-
Notifications
You must be signed in to change notification settings - Fork 2
Setting up: Spark cluster
The Spark cluster for this project consists of 1 master node and 8 worker nodes (i.e., 9 AWS EC2 instances). Before starting with this setup, it was helpful to create a personal list of cluster nodes' public* and private IPs for personal reference.
| Name | Instances | Description | Resource |
|---|---|---|---|
| 1 Master | m5.4xlarge | Handles resource allocation | 16 vCPUs, 64GB memory, 8GB storage |
| 8 Workers | m5.2xlarge | Run executors that do the work | 8 vCPUs, 32GB memory, 16GB storage (per node) |
These notes largely follow this great tutorial, with adjustments to my particular computing architecture.
[Note] My PostgreSQL database setup occurred on this same instance, with an additional volume added.
Create a security group for the cluster, and add all nodes to the group. The security settings should
- Allow nodes in the cluster to communicate with each other
- Allow nodes in the cluster to download from the Internet (for updating packages and such)
- Allow us to SSH into them to do installations
- Open ports 8080 (for the web UI) and 7071 (for the master)

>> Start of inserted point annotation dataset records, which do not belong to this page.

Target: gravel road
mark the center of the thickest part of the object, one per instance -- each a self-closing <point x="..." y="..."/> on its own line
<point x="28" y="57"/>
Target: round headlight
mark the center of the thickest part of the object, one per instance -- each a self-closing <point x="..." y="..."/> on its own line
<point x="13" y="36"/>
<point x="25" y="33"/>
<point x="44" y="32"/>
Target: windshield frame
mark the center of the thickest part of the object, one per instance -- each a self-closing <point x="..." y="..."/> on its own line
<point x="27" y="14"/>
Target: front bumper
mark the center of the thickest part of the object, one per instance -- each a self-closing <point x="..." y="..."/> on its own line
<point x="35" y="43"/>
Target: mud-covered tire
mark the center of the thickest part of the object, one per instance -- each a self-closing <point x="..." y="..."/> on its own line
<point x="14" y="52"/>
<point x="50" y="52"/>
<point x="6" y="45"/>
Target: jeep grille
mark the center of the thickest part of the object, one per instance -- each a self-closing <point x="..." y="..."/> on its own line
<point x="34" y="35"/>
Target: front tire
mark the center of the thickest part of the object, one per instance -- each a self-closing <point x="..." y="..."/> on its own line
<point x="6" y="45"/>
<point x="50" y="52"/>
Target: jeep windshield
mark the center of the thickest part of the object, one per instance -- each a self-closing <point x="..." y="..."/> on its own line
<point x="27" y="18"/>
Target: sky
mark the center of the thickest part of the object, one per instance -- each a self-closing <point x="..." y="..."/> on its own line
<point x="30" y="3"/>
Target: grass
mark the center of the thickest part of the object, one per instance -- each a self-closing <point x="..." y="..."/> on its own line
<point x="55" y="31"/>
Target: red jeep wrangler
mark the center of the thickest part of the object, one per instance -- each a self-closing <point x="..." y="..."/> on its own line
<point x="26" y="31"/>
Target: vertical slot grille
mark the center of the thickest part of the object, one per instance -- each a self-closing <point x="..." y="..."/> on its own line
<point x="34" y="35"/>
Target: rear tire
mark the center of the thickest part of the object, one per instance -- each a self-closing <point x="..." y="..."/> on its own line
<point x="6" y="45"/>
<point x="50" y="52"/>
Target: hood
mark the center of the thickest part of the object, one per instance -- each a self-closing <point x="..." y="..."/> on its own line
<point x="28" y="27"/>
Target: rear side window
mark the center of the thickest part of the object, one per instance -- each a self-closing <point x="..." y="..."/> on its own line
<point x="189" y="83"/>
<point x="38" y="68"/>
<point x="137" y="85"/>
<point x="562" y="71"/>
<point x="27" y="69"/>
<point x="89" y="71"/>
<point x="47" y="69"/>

| Type | Protocol | Port Range | Source | Description |
|---|---|---|---|---|
| Custom TCP Rule | TCP | 8080 | < your IP > | access Spark admin UI |
| All traffic | all | all | sg-xxx (security group ID) | for node X to talk to node Y |
| Custom TCP Rule | TCP | 7077 | < your IP > | Spark port |
| Custom TCP Rule | TCP | 4040 | < your IP > | Spark context web UI |
| SSH | TCP | 22 | < your IP > | SSH into machine |
| Type | Protocol | Port Range | Source | Description |
|---|---|---|---|---|
| All traffic | All | All | sg-xxx (security group ID) | for node X to receive data from node Y |
| All traffic | All | All | 0.0.0.0/0 | all download from external websites |
- Install Java 8 (the version supported by Spark 2.4.4) and Scala.
# update package list
sudo apt update
# install Java 8
sudo apt install openjdk-8-jre-headless
# confirm the version
java -version
# install scala
sudo apt install scala
# check the version
scala -version- Setup keyless SSH for easier communication with the workers, by running the following code on the master only.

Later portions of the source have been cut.